È stato identificato e rintracciato il conducente del monopattino che mercoledì pomeriggio, 18 febbraio, aveva investito una donna di 77 anni in via Francesco Crispi a Bari, nel quartiere Libertà. Per la signora investita una prognosi per gravi lesioni, ma con la previsione di una lunga terapia riabilitativa.
Dopo l’impatto con la vittima, l’uomo in monopattino era caduto a sua volta sulla carreggiata, ma era riuscito a rialzarsi e si era dileguato.

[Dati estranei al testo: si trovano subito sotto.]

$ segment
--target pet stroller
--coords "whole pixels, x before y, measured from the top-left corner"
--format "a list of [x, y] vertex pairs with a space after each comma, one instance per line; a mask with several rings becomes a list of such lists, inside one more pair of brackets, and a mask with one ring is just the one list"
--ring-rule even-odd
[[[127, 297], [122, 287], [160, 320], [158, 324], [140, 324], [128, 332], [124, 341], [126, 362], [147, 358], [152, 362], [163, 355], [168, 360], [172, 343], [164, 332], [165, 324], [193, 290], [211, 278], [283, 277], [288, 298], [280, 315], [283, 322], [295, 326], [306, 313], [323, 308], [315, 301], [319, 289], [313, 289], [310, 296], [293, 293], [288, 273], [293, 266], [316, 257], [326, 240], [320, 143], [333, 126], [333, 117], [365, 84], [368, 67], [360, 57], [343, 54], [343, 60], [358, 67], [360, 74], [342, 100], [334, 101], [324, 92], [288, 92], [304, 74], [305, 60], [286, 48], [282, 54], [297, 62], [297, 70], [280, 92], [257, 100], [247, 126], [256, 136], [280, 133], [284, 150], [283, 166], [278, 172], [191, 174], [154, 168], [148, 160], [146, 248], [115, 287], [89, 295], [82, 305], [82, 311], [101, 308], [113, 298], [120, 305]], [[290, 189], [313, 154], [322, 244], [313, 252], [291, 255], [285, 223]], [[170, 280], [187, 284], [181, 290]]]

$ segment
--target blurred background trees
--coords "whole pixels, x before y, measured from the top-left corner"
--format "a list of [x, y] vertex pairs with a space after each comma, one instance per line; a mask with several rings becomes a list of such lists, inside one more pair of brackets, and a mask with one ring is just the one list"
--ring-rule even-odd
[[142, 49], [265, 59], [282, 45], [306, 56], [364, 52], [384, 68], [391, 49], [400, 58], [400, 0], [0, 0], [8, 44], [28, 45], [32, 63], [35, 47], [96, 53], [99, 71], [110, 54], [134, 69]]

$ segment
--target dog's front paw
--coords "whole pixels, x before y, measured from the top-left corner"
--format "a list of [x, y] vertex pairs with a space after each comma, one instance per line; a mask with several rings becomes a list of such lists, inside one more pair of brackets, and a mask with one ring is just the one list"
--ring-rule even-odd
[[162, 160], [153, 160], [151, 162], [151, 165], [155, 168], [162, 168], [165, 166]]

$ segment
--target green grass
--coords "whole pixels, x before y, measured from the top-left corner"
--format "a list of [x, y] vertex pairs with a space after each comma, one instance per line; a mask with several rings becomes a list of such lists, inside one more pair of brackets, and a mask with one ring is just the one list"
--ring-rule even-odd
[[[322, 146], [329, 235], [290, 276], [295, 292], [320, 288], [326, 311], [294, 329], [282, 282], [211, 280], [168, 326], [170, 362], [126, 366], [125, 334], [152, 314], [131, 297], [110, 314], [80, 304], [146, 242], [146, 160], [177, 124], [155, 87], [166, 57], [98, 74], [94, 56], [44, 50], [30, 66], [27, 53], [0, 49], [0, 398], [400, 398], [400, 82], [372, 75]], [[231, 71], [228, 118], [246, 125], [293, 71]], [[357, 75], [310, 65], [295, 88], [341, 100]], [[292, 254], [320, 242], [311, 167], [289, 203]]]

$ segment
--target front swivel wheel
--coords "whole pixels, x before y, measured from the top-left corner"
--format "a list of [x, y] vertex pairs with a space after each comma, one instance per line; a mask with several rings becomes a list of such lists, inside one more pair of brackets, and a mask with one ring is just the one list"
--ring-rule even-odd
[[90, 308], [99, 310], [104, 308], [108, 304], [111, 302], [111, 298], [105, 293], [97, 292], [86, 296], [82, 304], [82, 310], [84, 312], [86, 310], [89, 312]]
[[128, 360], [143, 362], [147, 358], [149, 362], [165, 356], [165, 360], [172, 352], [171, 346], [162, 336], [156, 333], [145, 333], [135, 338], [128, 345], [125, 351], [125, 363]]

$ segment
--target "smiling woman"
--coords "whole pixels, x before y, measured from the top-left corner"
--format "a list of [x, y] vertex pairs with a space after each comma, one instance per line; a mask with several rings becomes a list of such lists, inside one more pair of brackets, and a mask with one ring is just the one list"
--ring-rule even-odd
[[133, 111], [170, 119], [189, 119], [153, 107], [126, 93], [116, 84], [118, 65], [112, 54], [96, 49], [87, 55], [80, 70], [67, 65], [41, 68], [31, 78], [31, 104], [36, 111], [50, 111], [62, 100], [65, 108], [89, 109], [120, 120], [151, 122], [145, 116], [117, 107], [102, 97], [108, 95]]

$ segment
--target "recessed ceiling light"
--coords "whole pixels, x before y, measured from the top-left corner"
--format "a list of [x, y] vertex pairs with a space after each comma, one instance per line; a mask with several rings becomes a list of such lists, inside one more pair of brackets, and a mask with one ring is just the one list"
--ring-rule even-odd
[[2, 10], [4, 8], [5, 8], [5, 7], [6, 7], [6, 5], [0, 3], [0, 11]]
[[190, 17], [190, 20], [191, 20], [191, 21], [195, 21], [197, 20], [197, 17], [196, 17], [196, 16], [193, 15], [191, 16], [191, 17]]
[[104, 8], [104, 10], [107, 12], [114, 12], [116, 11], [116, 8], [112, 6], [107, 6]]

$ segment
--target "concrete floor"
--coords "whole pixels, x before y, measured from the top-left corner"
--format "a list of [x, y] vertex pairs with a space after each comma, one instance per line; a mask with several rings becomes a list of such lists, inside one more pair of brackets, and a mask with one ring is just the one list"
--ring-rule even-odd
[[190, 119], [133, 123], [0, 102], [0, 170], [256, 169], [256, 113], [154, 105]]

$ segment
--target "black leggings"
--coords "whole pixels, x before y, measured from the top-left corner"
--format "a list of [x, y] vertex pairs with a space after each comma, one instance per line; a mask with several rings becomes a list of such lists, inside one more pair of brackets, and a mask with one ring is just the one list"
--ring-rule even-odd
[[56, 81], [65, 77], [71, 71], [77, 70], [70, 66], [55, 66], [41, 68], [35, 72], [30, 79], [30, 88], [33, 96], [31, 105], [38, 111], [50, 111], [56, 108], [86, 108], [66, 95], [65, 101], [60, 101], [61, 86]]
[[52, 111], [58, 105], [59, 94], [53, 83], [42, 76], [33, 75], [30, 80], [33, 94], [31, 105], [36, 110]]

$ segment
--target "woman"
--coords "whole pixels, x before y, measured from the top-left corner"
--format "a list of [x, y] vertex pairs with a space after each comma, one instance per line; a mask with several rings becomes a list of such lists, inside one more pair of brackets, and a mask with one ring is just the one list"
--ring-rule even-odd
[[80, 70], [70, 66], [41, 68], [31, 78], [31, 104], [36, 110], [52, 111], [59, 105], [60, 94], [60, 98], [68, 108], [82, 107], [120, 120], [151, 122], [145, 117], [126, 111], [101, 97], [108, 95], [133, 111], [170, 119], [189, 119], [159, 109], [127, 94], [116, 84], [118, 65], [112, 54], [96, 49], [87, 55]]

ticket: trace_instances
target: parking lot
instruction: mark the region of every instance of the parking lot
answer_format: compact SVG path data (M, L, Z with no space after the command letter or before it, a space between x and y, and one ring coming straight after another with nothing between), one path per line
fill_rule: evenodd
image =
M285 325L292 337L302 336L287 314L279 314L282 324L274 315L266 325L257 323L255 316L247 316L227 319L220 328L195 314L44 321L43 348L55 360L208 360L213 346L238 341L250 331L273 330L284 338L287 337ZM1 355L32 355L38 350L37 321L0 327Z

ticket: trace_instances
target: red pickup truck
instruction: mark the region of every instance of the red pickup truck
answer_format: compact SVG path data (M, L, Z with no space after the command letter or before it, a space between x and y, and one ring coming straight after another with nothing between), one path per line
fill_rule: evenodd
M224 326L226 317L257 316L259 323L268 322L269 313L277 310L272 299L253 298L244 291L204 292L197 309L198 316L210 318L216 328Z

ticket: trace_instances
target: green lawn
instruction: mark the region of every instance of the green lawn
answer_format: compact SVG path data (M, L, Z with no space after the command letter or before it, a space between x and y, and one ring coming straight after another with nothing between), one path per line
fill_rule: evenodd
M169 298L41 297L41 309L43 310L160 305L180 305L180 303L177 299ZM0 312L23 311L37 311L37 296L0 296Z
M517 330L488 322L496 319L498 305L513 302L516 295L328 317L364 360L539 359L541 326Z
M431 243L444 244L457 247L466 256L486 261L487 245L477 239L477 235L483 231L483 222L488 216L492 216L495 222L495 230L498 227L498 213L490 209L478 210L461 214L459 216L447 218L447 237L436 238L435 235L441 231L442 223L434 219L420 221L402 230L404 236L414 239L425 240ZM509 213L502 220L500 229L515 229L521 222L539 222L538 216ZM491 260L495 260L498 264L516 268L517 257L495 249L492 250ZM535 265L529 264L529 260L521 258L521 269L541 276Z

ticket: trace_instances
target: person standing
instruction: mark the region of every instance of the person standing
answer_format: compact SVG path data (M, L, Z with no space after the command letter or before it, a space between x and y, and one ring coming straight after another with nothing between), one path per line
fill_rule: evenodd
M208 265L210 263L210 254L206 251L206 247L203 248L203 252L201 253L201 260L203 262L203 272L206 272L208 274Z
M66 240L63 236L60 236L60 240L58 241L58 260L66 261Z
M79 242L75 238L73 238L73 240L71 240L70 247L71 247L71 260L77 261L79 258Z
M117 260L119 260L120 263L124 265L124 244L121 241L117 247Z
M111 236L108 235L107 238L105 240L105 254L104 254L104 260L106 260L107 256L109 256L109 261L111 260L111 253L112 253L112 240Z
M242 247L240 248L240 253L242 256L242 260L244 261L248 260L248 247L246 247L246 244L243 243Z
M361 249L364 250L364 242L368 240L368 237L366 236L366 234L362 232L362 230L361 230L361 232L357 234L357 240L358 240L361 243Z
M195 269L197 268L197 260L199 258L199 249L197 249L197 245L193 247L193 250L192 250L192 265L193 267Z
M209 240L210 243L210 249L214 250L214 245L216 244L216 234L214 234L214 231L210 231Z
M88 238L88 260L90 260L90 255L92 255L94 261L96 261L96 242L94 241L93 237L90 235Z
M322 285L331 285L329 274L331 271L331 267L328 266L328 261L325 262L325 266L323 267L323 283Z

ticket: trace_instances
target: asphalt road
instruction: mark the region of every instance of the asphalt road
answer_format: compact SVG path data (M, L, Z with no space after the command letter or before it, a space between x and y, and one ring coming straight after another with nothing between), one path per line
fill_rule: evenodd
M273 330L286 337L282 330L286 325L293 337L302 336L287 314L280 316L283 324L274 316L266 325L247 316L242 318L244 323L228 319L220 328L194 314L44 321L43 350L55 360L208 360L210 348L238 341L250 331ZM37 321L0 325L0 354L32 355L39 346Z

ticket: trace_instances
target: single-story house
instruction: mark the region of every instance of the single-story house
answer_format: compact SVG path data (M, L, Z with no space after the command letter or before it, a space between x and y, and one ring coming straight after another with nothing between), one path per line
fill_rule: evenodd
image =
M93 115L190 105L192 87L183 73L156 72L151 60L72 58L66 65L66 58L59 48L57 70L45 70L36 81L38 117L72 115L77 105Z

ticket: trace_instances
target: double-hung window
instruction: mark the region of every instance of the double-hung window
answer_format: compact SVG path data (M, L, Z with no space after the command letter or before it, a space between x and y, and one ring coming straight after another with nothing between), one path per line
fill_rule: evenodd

L’indagine della Polizia locale à stata consequenziale, puntuale e immediata: grazie alle testimonianze raccolte sul posto, alle immagini delle telecamere della videosorveglianza in zona, gli operatori della Locale erano già riusciti poco dopo a recuperare il monopattino coinvolto nell’incidente, raccogliendo inoltre alcune precise indicazioni sul probabile conducente. Il soggetto è stato quindi rintracciato ieri, 19 febbraio, e sottoposto a fermo di polizia per l’identificazione e la contestazione delle ipotesi di reato configurabili.
Si tratta di un uomo di 27 anni, straniero, con permesso di soggiorno in attesa di rinnovo, con precedenti penali. Ha ammesso i fatti e le circostanze. L’ipotesi di reato è la fuga e omissione di soccorso dopo l’incidente stradale, oltre alla denuncia per lesioni ove la donna investita intenda sporgere querela per i danni fisici subiti. Al vaglio dell’autorità giudiziaria, nel giusto contraddittorio con la difesa tecnica garantita all’indagato, tutta l’attività di indagine svolta per le valutazioni del magistrato inquirente.
“Caparbietà e professionalità degli agenti della Polizia locale hanno permesso di individuare subito l’autore del fatto-reato accertato, che accende un faro su uno dei reati più censurabili del codice della strada – è il commento della Polizia locale – Fuggire dopo essere stati coinvolti o essere parte in un sinistro stradale (ma anche se solo parti passive nell’evento), denota scarso rispetto dell’altro e molto spesso, il mancato immediato soccorso – che consiste anche nell’ allertare subito i servizi sanitari o le forze di polizia – può causare seri danni o perfino la morte delle vittime negli incidenti stradali”.